Sapphire is the second strongest natural substance in the world, second only to diamond. By creating a thin layer of glass to fit over our smartphones, sapphire glass could be the very future of our screens. We already see the use of sapphire glass in objects we see today, like watches and even bullet-proof glass. Sapphire glass could be the competition against the other super material that's in the works for being used in our smartphones, graphene.
While I've already delved into the possibilities of how graphene could affect the future of smartphones, it really only addresses how flexible the material is and not necessarily how scratch resistant it is. However, if a device is using a flexible screen it can only be assumed that not only is it able to maneuver around any element in its way, but it is also very durable and won't crack or break easily. But for those who are more interested in keeping the smartphones in their current form without altering them too much - solid, sturdy, and easy to hold devices - then perhaps sapphire glass might be something to spark your interest.
The way the synthetic sapphire glass is being produced is rather simple. The company melts copious amounts of aluminum oxide together, and slowly lets it cool to create a single crystal of transparent sapphire. This isn't a stereotypical dazzling blue sapphire. In order to make a blue sapphire one would need to add titanium and iron (fun fact: if you wanted to make a ruby, you could add chromium instead). This material created out of melted and hardened aluminum oxide creates a clear sheet of glass that is three times stronger than Corning's Gorilla Glass.
At the moment, it also comes at a bit higher cost. While it only takes $3 to make a sheet of Gorilla Glass, it currently takes $30 to make a sheet of sapphire glass. While it sounds like a big jump, you also have to consider how this basically makes the point of screen protector's moot. Zagg shields cost $30, and although they do come with the added bonus of a lifetime warranty it's definitely not as hassle-free as basically having an integrated screen protector that does the same thing.
In this video from Mobile World Congress 2013, a demonstrator shows just how tough sapphire glass can be by using a prototype placed over the original screen of an iPhone 5. The test shows how well the glass works - at first glance it looks like the screen is taking damage and the concrete is leaving dents. In reality, the glass is the one doing the damage and breaking up the concrete hitting it. The residue is simply wiped away with a cleaning cloth - pretty amazing stuff!

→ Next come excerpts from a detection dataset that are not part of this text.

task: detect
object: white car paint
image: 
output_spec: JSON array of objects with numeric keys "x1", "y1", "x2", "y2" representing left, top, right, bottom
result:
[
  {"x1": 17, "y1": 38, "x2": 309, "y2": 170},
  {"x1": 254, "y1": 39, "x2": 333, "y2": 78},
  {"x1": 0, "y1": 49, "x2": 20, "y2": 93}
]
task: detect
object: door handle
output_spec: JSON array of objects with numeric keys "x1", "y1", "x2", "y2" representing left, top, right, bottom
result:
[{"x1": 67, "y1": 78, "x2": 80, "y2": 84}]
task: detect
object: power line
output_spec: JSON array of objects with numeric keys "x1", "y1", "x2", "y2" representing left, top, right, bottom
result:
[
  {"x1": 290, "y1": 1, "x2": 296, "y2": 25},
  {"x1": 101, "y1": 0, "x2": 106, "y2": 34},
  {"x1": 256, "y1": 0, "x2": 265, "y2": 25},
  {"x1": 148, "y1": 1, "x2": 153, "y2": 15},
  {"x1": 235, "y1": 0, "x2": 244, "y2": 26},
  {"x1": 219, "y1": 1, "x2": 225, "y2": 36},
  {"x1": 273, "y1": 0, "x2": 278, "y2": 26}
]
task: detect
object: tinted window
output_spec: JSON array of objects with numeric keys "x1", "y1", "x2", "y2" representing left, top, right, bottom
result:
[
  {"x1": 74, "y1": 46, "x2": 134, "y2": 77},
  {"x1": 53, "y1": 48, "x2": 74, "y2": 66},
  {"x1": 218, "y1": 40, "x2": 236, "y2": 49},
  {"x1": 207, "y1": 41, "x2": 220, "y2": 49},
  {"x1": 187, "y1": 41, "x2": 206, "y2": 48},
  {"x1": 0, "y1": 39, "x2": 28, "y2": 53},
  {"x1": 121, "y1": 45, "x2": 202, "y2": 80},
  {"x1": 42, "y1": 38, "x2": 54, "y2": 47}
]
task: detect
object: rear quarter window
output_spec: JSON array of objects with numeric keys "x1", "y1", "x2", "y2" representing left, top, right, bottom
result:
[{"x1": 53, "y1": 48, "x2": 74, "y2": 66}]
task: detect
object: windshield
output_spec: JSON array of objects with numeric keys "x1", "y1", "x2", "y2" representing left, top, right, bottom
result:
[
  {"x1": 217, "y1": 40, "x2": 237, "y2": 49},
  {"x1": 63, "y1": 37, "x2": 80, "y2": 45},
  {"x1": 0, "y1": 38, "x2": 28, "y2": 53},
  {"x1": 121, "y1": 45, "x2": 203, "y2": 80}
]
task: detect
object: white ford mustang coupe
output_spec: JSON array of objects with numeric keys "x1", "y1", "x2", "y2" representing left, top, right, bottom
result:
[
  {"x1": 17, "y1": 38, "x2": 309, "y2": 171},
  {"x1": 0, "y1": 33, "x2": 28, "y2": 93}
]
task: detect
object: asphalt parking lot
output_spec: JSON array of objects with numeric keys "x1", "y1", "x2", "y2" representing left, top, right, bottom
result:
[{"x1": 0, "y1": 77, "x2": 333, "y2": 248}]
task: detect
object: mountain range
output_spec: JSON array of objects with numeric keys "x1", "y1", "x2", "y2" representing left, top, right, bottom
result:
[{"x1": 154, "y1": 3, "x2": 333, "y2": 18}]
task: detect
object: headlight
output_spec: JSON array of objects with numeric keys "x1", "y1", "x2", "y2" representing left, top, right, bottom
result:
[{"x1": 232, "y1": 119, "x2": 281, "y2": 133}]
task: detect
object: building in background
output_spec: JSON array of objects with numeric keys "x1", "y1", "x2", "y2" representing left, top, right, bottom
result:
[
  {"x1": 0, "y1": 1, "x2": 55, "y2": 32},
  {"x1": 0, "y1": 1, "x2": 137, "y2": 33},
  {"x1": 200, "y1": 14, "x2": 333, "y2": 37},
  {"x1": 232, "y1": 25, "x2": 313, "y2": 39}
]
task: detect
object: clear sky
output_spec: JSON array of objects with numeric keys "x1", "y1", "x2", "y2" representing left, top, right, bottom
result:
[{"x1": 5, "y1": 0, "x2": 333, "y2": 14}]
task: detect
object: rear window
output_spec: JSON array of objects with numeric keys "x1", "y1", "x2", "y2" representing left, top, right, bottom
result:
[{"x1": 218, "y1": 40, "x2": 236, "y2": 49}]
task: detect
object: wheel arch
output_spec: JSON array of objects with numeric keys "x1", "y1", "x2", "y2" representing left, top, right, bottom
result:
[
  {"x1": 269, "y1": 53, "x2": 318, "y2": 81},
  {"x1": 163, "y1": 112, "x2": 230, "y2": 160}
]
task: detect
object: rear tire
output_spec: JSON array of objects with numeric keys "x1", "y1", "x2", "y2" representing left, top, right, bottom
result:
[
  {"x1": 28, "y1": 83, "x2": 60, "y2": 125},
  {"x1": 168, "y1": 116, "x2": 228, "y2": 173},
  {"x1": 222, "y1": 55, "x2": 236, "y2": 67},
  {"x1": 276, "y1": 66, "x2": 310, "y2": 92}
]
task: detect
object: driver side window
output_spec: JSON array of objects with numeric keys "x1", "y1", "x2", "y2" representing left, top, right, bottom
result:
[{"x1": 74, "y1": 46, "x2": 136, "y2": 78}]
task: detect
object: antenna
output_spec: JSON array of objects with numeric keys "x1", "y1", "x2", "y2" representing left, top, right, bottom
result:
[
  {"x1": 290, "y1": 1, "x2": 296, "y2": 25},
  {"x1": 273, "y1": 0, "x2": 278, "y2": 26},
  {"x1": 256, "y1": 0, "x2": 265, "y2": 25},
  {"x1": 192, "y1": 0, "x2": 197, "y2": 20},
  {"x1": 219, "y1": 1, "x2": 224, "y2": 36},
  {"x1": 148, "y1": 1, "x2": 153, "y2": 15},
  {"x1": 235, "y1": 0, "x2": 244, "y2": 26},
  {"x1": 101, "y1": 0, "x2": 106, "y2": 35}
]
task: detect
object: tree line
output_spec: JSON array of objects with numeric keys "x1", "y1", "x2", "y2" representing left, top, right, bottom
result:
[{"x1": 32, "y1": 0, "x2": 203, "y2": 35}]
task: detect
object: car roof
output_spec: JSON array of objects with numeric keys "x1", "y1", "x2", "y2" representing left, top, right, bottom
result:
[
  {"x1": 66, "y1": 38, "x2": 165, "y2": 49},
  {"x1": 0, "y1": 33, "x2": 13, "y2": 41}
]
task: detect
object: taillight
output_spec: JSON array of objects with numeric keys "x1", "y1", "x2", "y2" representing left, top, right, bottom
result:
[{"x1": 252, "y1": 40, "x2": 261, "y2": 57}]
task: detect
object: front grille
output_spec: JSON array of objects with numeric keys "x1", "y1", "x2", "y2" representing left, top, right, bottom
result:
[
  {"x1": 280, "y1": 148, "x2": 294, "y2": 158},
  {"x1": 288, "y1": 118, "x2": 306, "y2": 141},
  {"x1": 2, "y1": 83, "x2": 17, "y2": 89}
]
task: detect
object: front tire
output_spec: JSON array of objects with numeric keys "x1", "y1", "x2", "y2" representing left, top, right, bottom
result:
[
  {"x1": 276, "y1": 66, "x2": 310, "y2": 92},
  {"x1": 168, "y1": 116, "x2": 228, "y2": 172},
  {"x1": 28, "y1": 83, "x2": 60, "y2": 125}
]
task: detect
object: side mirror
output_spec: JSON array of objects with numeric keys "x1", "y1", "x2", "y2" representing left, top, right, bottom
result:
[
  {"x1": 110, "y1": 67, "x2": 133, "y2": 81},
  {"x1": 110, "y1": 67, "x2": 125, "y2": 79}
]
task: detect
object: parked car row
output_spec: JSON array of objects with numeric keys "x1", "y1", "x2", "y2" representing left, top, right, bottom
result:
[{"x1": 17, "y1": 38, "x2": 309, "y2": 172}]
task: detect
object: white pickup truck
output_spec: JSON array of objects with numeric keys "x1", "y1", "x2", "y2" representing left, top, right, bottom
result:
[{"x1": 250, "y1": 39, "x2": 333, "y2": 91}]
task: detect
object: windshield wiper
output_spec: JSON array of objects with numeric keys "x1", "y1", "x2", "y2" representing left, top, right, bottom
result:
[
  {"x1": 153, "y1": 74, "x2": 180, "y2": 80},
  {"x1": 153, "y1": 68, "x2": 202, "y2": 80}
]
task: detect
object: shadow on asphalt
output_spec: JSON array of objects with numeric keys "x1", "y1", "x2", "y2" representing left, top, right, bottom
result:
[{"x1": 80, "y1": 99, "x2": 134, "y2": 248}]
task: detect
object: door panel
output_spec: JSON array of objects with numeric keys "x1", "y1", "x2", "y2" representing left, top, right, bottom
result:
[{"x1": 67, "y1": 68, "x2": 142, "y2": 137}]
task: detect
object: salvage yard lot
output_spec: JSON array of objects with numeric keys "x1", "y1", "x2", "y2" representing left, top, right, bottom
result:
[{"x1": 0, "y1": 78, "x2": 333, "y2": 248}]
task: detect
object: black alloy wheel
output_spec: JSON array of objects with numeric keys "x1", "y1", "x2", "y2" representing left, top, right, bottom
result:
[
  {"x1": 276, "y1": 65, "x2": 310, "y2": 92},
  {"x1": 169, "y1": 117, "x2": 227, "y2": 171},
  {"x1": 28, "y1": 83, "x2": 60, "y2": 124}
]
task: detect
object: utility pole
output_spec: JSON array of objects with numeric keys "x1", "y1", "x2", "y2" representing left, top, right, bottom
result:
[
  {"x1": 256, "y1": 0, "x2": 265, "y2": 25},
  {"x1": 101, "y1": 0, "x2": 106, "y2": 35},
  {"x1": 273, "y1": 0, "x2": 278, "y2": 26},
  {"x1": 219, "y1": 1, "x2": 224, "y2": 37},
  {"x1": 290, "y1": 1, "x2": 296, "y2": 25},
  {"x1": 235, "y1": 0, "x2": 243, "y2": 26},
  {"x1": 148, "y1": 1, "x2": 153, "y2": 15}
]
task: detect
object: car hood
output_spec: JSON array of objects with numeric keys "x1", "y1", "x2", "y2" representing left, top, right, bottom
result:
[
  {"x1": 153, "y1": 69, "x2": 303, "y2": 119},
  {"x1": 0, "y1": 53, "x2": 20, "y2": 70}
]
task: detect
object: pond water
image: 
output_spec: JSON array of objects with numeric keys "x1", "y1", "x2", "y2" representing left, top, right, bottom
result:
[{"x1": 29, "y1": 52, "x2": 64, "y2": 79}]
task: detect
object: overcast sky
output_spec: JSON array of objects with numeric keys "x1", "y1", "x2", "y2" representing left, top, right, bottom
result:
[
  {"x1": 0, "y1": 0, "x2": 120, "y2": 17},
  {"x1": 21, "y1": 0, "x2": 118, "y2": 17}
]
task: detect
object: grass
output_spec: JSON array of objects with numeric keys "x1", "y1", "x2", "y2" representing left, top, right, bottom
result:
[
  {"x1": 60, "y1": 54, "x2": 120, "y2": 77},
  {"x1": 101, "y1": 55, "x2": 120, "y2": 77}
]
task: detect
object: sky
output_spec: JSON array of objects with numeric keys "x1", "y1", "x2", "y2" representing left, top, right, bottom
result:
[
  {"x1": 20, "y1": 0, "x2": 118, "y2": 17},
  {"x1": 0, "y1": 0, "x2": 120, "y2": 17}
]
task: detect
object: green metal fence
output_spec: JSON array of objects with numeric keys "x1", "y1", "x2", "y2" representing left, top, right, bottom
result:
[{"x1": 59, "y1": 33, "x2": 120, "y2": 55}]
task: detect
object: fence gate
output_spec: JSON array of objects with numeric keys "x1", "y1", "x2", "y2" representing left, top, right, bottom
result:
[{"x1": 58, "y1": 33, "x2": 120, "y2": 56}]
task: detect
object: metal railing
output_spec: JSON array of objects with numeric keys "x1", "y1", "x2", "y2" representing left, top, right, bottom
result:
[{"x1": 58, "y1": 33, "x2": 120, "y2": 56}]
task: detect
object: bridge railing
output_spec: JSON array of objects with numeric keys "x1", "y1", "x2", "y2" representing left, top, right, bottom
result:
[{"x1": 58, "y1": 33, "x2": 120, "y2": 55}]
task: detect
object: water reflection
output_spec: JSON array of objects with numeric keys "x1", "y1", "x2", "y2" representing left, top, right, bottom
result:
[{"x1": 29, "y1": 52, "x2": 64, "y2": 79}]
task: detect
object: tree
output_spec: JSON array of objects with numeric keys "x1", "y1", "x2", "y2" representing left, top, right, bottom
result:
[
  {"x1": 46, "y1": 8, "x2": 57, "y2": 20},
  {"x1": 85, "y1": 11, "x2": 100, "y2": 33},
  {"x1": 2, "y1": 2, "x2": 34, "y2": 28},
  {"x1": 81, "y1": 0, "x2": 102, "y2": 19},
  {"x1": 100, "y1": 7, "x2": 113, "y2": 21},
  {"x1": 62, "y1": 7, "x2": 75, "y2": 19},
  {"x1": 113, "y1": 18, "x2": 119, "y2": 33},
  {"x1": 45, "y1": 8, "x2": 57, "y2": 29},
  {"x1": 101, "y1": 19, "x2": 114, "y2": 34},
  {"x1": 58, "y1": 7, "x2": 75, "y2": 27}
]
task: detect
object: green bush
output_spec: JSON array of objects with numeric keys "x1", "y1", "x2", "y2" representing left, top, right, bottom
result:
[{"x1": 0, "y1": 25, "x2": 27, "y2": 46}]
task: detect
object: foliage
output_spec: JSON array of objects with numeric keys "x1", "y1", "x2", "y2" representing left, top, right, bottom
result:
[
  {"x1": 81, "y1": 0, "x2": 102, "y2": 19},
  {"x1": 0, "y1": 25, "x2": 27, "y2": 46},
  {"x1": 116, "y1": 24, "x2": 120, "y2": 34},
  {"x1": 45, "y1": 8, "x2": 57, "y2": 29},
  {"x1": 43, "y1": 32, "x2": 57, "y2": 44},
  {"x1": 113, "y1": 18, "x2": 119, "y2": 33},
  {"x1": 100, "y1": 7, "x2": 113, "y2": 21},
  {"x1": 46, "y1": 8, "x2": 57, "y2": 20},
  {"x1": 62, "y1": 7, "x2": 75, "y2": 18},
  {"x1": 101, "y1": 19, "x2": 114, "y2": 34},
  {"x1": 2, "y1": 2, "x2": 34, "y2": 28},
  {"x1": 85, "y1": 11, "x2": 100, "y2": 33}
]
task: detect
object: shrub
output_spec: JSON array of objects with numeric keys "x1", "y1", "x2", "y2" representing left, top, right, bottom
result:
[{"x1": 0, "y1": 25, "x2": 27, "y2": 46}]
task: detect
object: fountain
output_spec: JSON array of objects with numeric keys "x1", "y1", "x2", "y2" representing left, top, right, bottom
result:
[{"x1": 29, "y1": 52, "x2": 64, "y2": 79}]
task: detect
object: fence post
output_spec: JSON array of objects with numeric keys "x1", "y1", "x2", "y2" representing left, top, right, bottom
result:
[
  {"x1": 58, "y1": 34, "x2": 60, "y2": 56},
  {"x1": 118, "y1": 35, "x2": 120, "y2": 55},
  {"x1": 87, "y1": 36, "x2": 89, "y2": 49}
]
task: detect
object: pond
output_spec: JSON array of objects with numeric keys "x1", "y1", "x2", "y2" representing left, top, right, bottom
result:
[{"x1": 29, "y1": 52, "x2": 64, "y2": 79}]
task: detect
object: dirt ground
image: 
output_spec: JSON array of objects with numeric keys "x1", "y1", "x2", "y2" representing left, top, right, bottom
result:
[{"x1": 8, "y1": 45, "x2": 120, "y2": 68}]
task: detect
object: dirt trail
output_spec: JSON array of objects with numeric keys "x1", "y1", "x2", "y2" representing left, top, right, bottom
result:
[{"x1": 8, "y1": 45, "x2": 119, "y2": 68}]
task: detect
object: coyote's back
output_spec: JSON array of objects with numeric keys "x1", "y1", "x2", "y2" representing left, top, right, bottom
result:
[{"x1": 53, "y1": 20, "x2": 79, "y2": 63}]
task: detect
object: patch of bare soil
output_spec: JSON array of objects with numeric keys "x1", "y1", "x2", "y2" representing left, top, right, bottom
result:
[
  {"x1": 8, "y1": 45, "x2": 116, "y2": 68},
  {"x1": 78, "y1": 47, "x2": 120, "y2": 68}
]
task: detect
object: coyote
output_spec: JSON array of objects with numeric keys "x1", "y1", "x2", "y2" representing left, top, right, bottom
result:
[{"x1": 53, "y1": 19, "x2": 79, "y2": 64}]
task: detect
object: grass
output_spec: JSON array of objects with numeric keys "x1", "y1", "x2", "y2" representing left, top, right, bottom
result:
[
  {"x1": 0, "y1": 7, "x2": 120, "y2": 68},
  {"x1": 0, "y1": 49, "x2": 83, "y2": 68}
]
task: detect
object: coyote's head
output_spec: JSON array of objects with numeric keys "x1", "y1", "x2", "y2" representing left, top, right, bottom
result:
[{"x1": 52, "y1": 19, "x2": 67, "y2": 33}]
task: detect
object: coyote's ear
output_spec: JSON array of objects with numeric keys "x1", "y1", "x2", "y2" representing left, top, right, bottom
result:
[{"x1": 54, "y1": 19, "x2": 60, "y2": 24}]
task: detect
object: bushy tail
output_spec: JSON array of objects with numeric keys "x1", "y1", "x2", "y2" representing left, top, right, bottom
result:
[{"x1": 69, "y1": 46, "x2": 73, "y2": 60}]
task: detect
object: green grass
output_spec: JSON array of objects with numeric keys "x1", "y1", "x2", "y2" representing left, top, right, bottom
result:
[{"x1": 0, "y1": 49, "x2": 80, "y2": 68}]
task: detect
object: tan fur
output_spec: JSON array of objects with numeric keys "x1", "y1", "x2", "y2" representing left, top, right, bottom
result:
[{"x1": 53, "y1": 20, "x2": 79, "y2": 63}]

The real downside to the sapphire glass is that it's extremely brittle, so although scratches aren't going to be an issue it won't stop your phone from completely shattering if the drop is harsh enough on the device. It's still tougher than Gorilla Glass though, so at least by creating this material you get to keep the traditional design of a smartphone with a screen that can take even more of a beating than what we're currently used to.
I can see sapphire glass being a plus for the people who aren't quite ready to move on to the future of flexible bendy devices, and also for people who despise the feel and alterations that screen protectors sometimes give devices. Personally, screen protectors don't bug me and I think I'd still put one on the device because I'm a paranoid parrot and I have the luck of a black cat standing under a ladder. I am interested to see if this material makes an appearance in our smartphones sometime within the next year or two though, and how it will stand up to devices that opted for the use of graphene.
Readers, what do you think about sapphire glass? Would you rather have a stronger glass and keep the traditional look and feel of a smartphone, or would you rather have the flexibility and durability of a smartphone that uses graphene? Share your opinions with me!